Despite the absence of employee contributions from executive directors, the top 20% of earners disproportionately benefit from tax relief and exemption from benefit-in-kind taxation, claimed Hughes. The estimated costs of relief and exemption from benefit in kind taxation were €150 million and €540 million, respectively, in 2007 - the last year for which data was available - on an overall employer contribution on behalf of employees of €1.4bn.

Hughes was critical of two policies introduced this year to address the pensions disparity. The first reduced the annual earnings contribution eligible for pensions tax relief from €150,000 to €115,000, while the second cut the lifetime personal allowance of an individual pension fund from €5.4m to €2.3m.

He told attendees that while these measures would make the pension system more equitable, much greater equality could be achieved by reducing the annual earnings limits on pension contributions from €115,000 to €75,000, and by reducing the cap on individual pension funds from €2.3m to €0.6m.

He said the cap should take account of combined employer and employee contributions, as well as of state and private-pension benefits.

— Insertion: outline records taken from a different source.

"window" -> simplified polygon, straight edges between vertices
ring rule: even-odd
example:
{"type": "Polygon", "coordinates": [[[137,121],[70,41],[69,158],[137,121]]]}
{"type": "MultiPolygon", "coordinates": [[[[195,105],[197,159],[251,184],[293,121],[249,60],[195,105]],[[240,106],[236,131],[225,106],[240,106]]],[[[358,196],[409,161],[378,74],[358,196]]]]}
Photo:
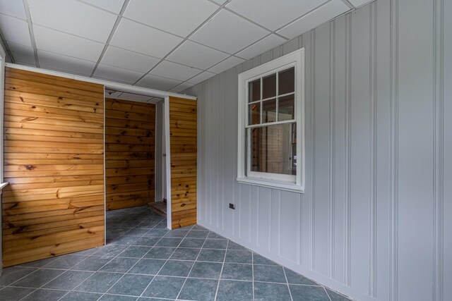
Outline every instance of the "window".
{"type": "Polygon", "coordinates": [[[239,75],[237,180],[304,190],[304,49],[239,75]]]}

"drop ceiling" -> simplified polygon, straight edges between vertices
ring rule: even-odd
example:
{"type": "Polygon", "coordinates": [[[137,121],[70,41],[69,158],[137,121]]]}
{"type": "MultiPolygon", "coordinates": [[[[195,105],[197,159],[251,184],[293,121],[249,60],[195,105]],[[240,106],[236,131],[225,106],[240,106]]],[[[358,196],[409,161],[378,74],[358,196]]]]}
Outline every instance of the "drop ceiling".
{"type": "Polygon", "coordinates": [[[0,0],[13,63],[179,92],[369,0],[0,0]]]}

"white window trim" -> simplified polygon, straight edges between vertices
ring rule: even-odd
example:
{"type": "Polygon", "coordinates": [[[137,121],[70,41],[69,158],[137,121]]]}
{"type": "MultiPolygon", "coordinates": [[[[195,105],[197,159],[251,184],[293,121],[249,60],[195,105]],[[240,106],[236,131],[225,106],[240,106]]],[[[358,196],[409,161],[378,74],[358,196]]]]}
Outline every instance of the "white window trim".
{"type": "MultiPolygon", "coordinates": [[[[258,186],[270,187],[297,192],[304,192],[304,49],[302,48],[278,59],[274,59],[263,65],[239,74],[239,106],[238,106],[238,143],[237,143],[237,181],[239,183],[256,185],[258,186]],[[268,73],[275,73],[276,70],[295,67],[295,120],[297,121],[297,175],[295,181],[287,180],[290,177],[279,175],[273,178],[275,174],[267,173],[267,176],[262,176],[262,173],[249,172],[246,176],[245,166],[246,147],[246,126],[248,124],[246,102],[247,82],[253,79],[260,78],[268,73]],[[278,178],[279,178],[279,180],[278,178]]],[[[271,123],[272,125],[280,123],[271,123]]],[[[268,125],[266,123],[266,125],[268,125]]],[[[292,178],[293,179],[293,178],[292,178]]]]}

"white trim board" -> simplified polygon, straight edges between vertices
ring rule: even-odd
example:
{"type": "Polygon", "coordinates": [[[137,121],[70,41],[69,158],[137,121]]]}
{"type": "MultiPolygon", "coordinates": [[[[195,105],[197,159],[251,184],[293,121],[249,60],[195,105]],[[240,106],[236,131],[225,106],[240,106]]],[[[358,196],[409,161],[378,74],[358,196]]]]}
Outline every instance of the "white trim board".
{"type": "Polygon", "coordinates": [[[141,95],[160,98],[165,98],[171,96],[174,97],[185,98],[188,99],[196,99],[196,97],[191,95],[185,95],[183,94],[173,93],[166,91],[160,91],[155,89],[145,88],[143,87],[132,86],[131,85],[121,84],[119,82],[111,82],[109,80],[98,80],[97,78],[87,78],[85,76],[76,75],[74,74],[65,73],[59,71],[52,71],[50,70],[42,69],[36,67],[30,67],[28,66],[18,65],[16,63],[6,63],[6,66],[14,69],[25,70],[27,71],[36,72],[37,73],[47,74],[49,75],[59,76],[60,78],[71,78],[73,80],[81,80],[83,82],[103,85],[105,89],[110,89],[128,93],[138,94],[141,95]]]}

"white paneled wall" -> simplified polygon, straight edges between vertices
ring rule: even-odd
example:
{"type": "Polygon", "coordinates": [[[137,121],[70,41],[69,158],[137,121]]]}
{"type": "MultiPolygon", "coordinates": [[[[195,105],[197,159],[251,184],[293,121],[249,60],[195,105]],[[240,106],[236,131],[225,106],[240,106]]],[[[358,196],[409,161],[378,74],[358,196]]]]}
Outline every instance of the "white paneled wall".
{"type": "Polygon", "coordinates": [[[198,223],[359,300],[452,300],[450,16],[376,0],[186,90],[198,223]],[[239,184],[237,75],[300,47],[306,193],[239,184]]]}

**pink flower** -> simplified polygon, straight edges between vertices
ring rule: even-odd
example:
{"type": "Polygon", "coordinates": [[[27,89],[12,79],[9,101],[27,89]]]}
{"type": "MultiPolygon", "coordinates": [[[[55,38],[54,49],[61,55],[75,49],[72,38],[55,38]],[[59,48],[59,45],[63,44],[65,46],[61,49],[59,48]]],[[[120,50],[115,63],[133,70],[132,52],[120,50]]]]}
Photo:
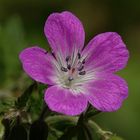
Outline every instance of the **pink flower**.
{"type": "Polygon", "coordinates": [[[52,53],[37,46],[20,53],[25,72],[50,85],[45,102],[52,111],[78,115],[88,102],[101,111],[116,111],[128,96],[126,82],[114,73],[128,61],[128,50],[115,32],[95,36],[86,47],[80,20],[70,12],[51,14],[44,27],[52,53]]]}

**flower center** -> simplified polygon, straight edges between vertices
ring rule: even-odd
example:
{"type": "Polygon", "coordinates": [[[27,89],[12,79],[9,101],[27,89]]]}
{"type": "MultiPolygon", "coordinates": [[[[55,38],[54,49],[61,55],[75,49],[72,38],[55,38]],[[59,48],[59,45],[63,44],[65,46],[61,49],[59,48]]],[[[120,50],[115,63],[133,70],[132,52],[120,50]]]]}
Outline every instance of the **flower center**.
{"type": "Polygon", "coordinates": [[[64,72],[62,76],[63,85],[67,88],[74,86],[75,80],[86,74],[84,70],[85,59],[82,60],[81,54],[78,53],[76,57],[67,56],[65,58],[65,66],[61,66],[61,71],[64,72]]]}

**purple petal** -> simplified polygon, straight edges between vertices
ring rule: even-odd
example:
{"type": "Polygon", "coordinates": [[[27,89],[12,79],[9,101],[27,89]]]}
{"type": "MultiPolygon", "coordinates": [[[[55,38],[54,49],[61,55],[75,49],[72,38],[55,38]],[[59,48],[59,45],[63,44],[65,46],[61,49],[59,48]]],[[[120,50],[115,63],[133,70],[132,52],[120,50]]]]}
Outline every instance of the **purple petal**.
{"type": "Polygon", "coordinates": [[[32,79],[49,85],[55,84],[56,74],[52,64],[53,58],[44,49],[27,48],[20,53],[19,57],[23,69],[32,79]]]}
{"type": "Polygon", "coordinates": [[[127,64],[129,53],[120,35],[106,32],[93,38],[84,49],[86,66],[106,72],[116,72],[127,64]]]}
{"type": "Polygon", "coordinates": [[[116,111],[128,96],[128,86],[119,76],[98,74],[97,80],[85,85],[87,99],[98,110],[116,111]]]}
{"type": "Polygon", "coordinates": [[[84,46],[85,33],[80,20],[70,12],[51,14],[44,27],[45,35],[54,52],[65,57],[84,46]]]}
{"type": "Polygon", "coordinates": [[[71,116],[82,113],[87,107],[87,100],[82,94],[73,95],[69,89],[58,86],[46,90],[45,101],[52,111],[71,116]]]}

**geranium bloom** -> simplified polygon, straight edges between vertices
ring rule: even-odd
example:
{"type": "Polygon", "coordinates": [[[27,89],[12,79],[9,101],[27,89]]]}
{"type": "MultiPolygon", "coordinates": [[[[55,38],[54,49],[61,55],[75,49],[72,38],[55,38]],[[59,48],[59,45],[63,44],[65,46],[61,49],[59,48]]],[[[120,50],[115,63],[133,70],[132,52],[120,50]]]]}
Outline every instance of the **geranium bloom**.
{"type": "Polygon", "coordinates": [[[25,72],[49,85],[44,99],[52,111],[78,115],[88,102],[116,111],[128,96],[126,82],[114,73],[125,67],[128,50],[115,32],[95,36],[86,47],[82,23],[70,12],[51,14],[44,27],[52,53],[37,46],[20,54],[25,72]]]}

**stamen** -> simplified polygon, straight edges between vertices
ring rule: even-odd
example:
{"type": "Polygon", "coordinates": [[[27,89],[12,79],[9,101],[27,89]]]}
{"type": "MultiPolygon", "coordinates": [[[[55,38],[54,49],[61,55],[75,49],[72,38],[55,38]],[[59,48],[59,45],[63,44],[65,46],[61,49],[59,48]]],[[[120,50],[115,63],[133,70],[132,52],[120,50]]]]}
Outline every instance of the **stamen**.
{"type": "Polygon", "coordinates": [[[78,59],[80,59],[81,58],[81,54],[80,53],[78,53],[78,59]]]}
{"type": "Polygon", "coordinates": [[[72,80],[73,80],[73,77],[69,77],[68,80],[69,80],[69,81],[72,81],[72,80]]]}
{"type": "Polygon", "coordinates": [[[65,67],[61,67],[61,70],[64,71],[64,72],[67,72],[68,71],[68,69],[65,68],[65,67]]]}
{"type": "Polygon", "coordinates": [[[81,71],[81,72],[79,72],[79,75],[85,75],[85,74],[86,74],[85,71],[81,71]]]}
{"type": "Polygon", "coordinates": [[[71,69],[71,65],[70,65],[70,64],[68,64],[68,65],[67,65],[67,68],[70,70],[70,69],[71,69]]]}
{"type": "Polygon", "coordinates": [[[78,71],[81,71],[83,68],[84,68],[84,66],[83,66],[83,65],[80,65],[80,66],[78,67],[78,71]]]}
{"type": "Polygon", "coordinates": [[[70,60],[70,56],[66,57],[66,62],[68,62],[70,60]]]}
{"type": "Polygon", "coordinates": [[[85,59],[82,61],[82,64],[85,64],[85,59]]]}
{"type": "Polygon", "coordinates": [[[55,54],[54,54],[53,52],[52,52],[51,54],[52,54],[52,56],[56,59],[55,54]]]}
{"type": "Polygon", "coordinates": [[[75,72],[75,68],[72,69],[72,73],[74,73],[74,72],[75,72]]]}

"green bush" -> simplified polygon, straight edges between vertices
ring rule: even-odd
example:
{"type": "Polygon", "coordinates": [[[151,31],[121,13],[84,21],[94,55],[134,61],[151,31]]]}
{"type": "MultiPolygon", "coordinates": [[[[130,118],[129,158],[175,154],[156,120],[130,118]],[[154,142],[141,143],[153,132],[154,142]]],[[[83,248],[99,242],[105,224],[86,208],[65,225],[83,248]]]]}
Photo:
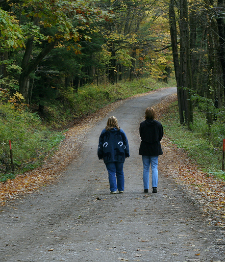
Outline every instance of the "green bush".
{"type": "Polygon", "coordinates": [[[189,156],[210,173],[223,176],[222,168],[224,124],[219,120],[209,126],[206,114],[197,111],[194,115],[192,130],[180,124],[177,102],[171,105],[169,113],[161,121],[165,134],[177,145],[184,148],[189,156]]]}
{"type": "Polygon", "coordinates": [[[12,171],[9,140],[15,172],[19,173],[36,167],[63,138],[61,132],[42,125],[37,114],[0,104],[0,180],[12,171]]]}

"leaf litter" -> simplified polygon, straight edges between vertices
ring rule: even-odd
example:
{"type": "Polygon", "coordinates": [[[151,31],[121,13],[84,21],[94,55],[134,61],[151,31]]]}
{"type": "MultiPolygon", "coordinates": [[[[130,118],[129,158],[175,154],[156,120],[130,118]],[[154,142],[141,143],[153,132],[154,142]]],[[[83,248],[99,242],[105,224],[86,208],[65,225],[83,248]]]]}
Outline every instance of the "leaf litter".
{"type": "MultiPolygon", "coordinates": [[[[135,96],[146,95],[155,91],[135,96]]],[[[54,182],[72,162],[79,157],[82,141],[80,138],[95,123],[119,107],[129,97],[114,102],[87,116],[76,120],[74,126],[64,133],[65,138],[50,159],[46,158],[42,167],[18,175],[14,179],[0,182],[0,205],[9,203],[20,196],[54,182]]],[[[177,99],[174,94],[154,106],[156,119],[160,120],[168,112],[171,103],[177,99]]],[[[178,148],[166,136],[161,141],[163,154],[160,156],[159,169],[187,190],[194,202],[200,205],[208,216],[209,224],[225,227],[225,181],[201,171],[197,164],[189,159],[184,149],[178,148]]]]}

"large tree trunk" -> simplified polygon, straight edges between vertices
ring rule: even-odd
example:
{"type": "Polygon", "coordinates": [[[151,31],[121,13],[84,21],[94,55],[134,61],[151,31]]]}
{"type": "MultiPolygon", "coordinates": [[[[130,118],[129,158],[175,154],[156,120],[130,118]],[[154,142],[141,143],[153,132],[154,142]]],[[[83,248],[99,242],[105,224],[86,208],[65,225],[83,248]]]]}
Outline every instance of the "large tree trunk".
{"type": "Polygon", "coordinates": [[[188,10],[187,0],[180,0],[180,19],[179,21],[181,36],[180,67],[182,78],[181,92],[183,93],[183,107],[185,123],[190,128],[193,122],[193,109],[189,99],[189,90],[192,89],[192,75],[190,54],[190,37],[188,24],[188,10]]]}
{"type": "MultiPolygon", "coordinates": [[[[218,32],[219,39],[219,57],[220,59],[220,63],[222,70],[223,85],[225,87],[225,23],[224,20],[224,0],[218,0],[218,7],[221,9],[218,9],[219,14],[217,16],[218,32]]],[[[223,89],[225,96],[225,88],[223,89]]]]}
{"type": "Polygon", "coordinates": [[[172,45],[172,56],[173,58],[173,65],[175,71],[175,76],[177,82],[178,92],[178,107],[179,110],[180,122],[181,124],[184,123],[184,114],[183,113],[182,97],[181,89],[182,88],[181,78],[181,69],[179,64],[179,57],[178,54],[178,46],[177,39],[177,23],[176,20],[175,12],[174,10],[174,0],[170,0],[169,9],[169,24],[171,42],[172,45]]]}
{"type": "Polygon", "coordinates": [[[19,91],[29,103],[29,76],[30,74],[34,70],[35,67],[41,61],[44,57],[47,55],[55,47],[59,39],[55,39],[54,41],[48,44],[45,48],[41,51],[38,56],[33,60],[30,61],[33,48],[33,38],[30,38],[26,45],[26,51],[22,62],[22,73],[19,80],[19,91]]]}

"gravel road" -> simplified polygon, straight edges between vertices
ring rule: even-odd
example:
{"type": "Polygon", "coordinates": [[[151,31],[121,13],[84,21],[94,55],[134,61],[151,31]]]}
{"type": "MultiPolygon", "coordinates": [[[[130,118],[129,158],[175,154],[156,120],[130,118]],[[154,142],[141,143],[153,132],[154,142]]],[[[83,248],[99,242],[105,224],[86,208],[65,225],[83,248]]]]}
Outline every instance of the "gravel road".
{"type": "Polygon", "coordinates": [[[145,109],[174,93],[129,99],[80,138],[79,157],[54,182],[1,208],[0,261],[225,261],[224,232],[207,224],[159,159],[158,193],[143,193],[139,126],[145,109]],[[128,137],[123,194],[110,195],[97,157],[99,136],[114,115],[128,137]]]}

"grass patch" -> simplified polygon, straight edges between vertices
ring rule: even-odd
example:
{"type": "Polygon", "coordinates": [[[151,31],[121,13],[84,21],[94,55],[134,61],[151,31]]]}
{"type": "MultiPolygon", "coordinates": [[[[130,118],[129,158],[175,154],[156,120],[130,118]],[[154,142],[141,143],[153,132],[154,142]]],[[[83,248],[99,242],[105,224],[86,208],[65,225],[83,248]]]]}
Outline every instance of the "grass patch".
{"type": "MultiPolygon", "coordinates": [[[[175,85],[174,81],[169,85],[175,85]]],[[[94,112],[110,103],[151,90],[144,87],[157,89],[168,87],[168,84],[154,78],[145,78],[130,82],[121,82],[97,86],[85,85],[77,93],[72,88],[58,90],[57,99],[54,102],[45,102],[43,121],[56,129],[66,126],[69,121],[82,116],[94,112]]]]}
{"type": "Polygon", "coordinates": [[[0,181],[14,176],[11,174],[9,140],[15,173],[18,174],[41,165],[64,138],[62,132],[43,125],[37,114],[0,104],[0,181]]]}
{"type": "Polygon", "coordinates": [[[1,100],[0,96],[0,181],[41,165],[64,139],[63,129],[69,121],[117,100],[150,90],[143,86],[156,89],[168,85],[148,78],[98,87],[86,85],[77,93],[71,88],[59,89],[56,100],[42,102],[41,119],[37,113],[29,112],[25,107],[12,108],[12,103],[7,103],[3,96],[1,100]],[[9,140],[14,174],[12,173],[9,140]]]}
{"type": "Polygon", "coordinates": [[[224,179],[225,173],[221,170],[224,123],[217,120],[209,127],[205,114],[196,112],[190,131],[180,124],[177,102],[170,105],[168,112],[161,119],[165,135],[206,172],[224,179]]]}

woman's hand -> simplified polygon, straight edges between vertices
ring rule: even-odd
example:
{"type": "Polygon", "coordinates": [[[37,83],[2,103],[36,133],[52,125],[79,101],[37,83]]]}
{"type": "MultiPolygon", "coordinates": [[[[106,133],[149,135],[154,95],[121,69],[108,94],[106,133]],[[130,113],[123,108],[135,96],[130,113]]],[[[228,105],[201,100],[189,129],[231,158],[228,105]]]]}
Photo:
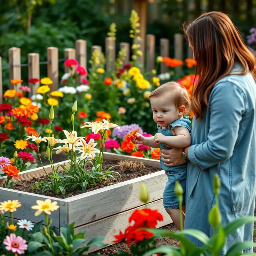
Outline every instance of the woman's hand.
{"type": "MultiPolygon", "coordinates": [[[[169,145],[166,145],[166,146],[169,147],[169,145]]],[[[162,150],[161,156],[165,165],[168,167],[172,167],[180,165],[186,163],[186,161],[181,158],[183,150],[182,148],[177,148],[162,150]]]]}

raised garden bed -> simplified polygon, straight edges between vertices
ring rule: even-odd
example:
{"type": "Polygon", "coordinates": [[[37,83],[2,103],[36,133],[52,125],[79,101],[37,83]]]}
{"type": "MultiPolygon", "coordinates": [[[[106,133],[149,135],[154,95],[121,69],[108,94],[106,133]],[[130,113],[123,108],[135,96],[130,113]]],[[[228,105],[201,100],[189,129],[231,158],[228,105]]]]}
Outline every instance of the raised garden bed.
{"type": "MultiPolygon", "coordinates": [[[[111,153],[104,152],[103,159],[141,162],[145,165],[152,166],[155,171],[160,166],[159,161],[111,153]]],[[[45,168],[49,173],[51,171],[50,165],[45,168]]],[[[42,168],[37,168],[22,172],[18,179],[14,178],[12,181],[18,180],[20,183],[44,174],[42,168]]],[[[6,178],[6,177],[0,178],[0,186],[6,178]]],[[[140,184],[142,182],[146,184],[150,194],[147,207],[158,209],[163,215],[164,221],[158,227],[172,222],[163,205],[163,192],[167,178],[164,171],[160,170],[65,198],[0,187],[0,198],[1,201],[18,199],[22,206],[15,213],[14,218],[17,220],[26,218],[34,222],[42,219],[41,216],[34,216],[35,211],[31,209],[36,200],[49,198],[57,201],[59,208],[53,212],[50,217],[53,226],[57,229],[65,224],[74,222],[77,232],[88,229],[86,237],[91,239],[104,236],[103,242],[109,245],[113,244],[114,235],[120,230],[123,231],[126,227],[129,218],[134,210],[144,207],[138,198],[140,184]]],[[[92,248],[90,252],[99,249],[92,248]]]]}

Hughes's research is based on a sample of 48 large companies, of which the majority are quoted. According to the sample, executive directors are far more likely than other employees to enjoy defined benefit schemes. In contrast to other employees, who are likely to retire at 65, executive directors will on average retire at just over 60 years.

Against the pension perks enjoyed by executives, Hughes cited a pensioner poverty rate in Ireland second only to that in Korea - and significantly above those in Portugal and Greece - among OECD countries.